Further, the invention applies to contacts formed by copper wires, alloyed in a first concentration with a metal electrochemically more positive than copper, to zinc and tin (and silicon), when these contacts are subjected to HTB and HAST tests while positively biased. Copper forms intermetallic compounds of various lattice configurations with zinc and tin, including CuZn, Cu₅Zn₈, and CuZn₃; Cu₅Sn; Cu₃₁Sn₈, and Cu₃Sn. The copper atoms needed to form these compounds in the intermetallic layer move to the interface and leave the noble metal enriched in a second concentration higher than the first concentration in a coat around the copper wire end, protecting the copper from corrosion.

It is therefore intended that the appended claims encompass any such modifications or embodiments.

Claims

1. A connection comprising:

a copper wire alloyed with a noble metal in a first concentration, the wire bonded to a terminal pad of a semiconductor chip; and

the wire having an end covered with a zone including an alloy of copper and the noble metal in a second concentration higher than the first concentration.

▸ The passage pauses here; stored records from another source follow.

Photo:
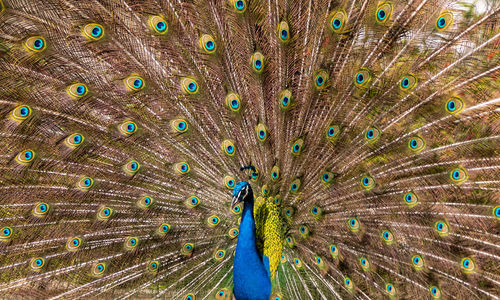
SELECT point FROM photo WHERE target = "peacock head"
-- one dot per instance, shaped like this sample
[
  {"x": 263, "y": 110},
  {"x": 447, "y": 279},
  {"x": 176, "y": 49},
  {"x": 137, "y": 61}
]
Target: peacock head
[{"x": 242, "y": 192}]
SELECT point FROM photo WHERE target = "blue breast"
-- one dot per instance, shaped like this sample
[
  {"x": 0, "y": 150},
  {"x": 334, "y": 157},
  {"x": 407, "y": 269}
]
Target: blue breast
[{"x": 250, "y": 278}]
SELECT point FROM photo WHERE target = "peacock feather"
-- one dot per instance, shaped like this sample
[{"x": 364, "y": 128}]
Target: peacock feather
[{"x": 371, "y": 127}]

2. The connection of claim 1 wherein the noble metal is selected from a group including gold, palladium, platinum, and silver.

3. The connection of claim 2 wherein the noble metal in the first concentration ranges between about 0.5 to 2.0 weight % of the alloy.

4. The connection of claim 3 wherein the noble metal in the second concentration ranges from about 1.0 to 5.0 weight % of the alloy.

5. The connection of claim 4 wherein the zone of the alloy of the second concentration has a thickness from about 20 to 50 nm.

6. The connection of claim 1 further including a layer between the zone at the wire end and the chip terminal pad of aluminum, the layer including aluminum, copper, and aluminum/copper alloys wherein the dominant alloys comprise CuAl2, Cu9Al4, and CuAl intermetallic compounds, metallurgically attached to the aluminum area and the wire end.

7. The connection of claim 1 wherein the wire has a first diameter and the wire end has a second diameter greater than the first diameter.